- Born: June 24, 1926
- Died: January 22, 1992 (aged 65) New York City, United States
- Occupation: Computer scientist
- Known for: Data processing research

= Roger Sisson =

American computer scientist

Roger Lee Sisson (June 24, 1926 - January 22, 1992) was an American data processing pioneer. He worked on Project Whirlwind as a graduate student at the Massachusetts Institute of Technology (MIT), co-founded one of the first consulting firms devoted exclusively to electronic data processing, and wrote several of the earliest books and periodicals on computing and data-processing management.

==Education and Project Whirlwind==
Sisson earned his Master of Science in electrical engineering from MIT in January 1950. While a graduate student he worked in Jay Forrester's laboratory on Project Whirlwind, one of the first real-time digital computers. His master's thesis, written with Alfred Susskind, addressed digital-to-analog conversion for the machine's cathode-ray tube display.

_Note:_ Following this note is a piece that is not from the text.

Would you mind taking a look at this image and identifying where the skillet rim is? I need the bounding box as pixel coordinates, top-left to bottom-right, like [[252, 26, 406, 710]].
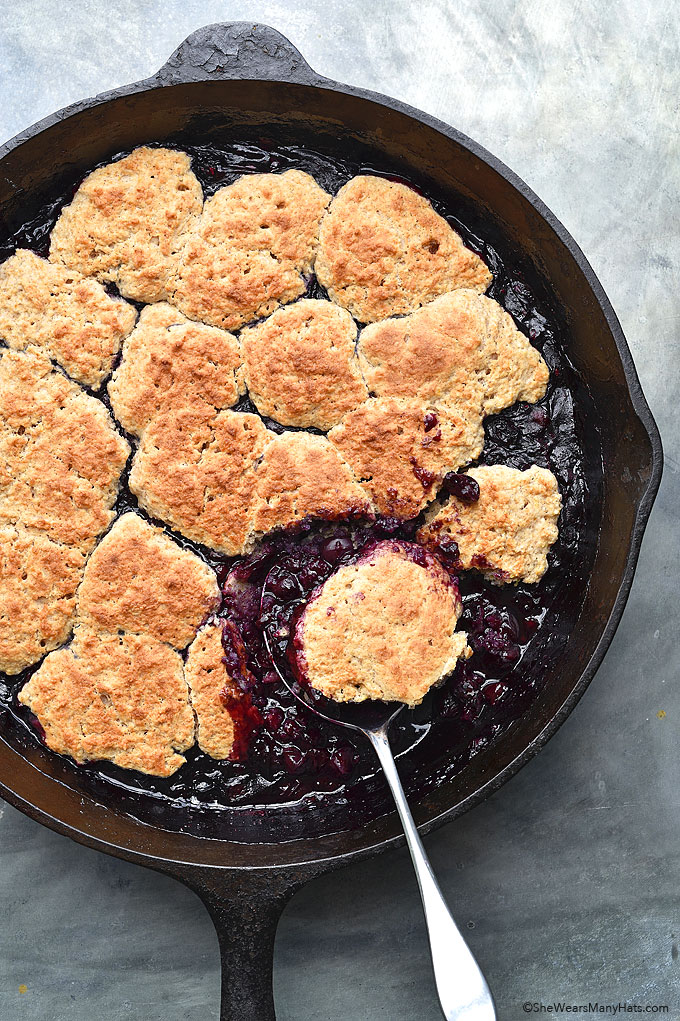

==Consulting and publishing==
With Richard Canning, Sisson founded Canning, Sisson and Associates, one of the first consulting firms devoted exclusively to electronic data processing. In 1955 Canning and Sisson also began publishing Data Processing Digest, one of the earliest periodicals covering the computing field. Sisson went on to write several books on the management of data processing, including The Management of Data Processing and A Manager's Guide to Data Processing.

==Operations research==
Sisson contributed to the field of operations research, where his 1959 survey "Methods of Sequencing in Job Shops" in the journal Operations Research was an early and frequently cited review of job-shop sequencing methods.

==Death==
Sisson died of sudden cardiac arrest in New York City on January 22, 1992, at the age of 65.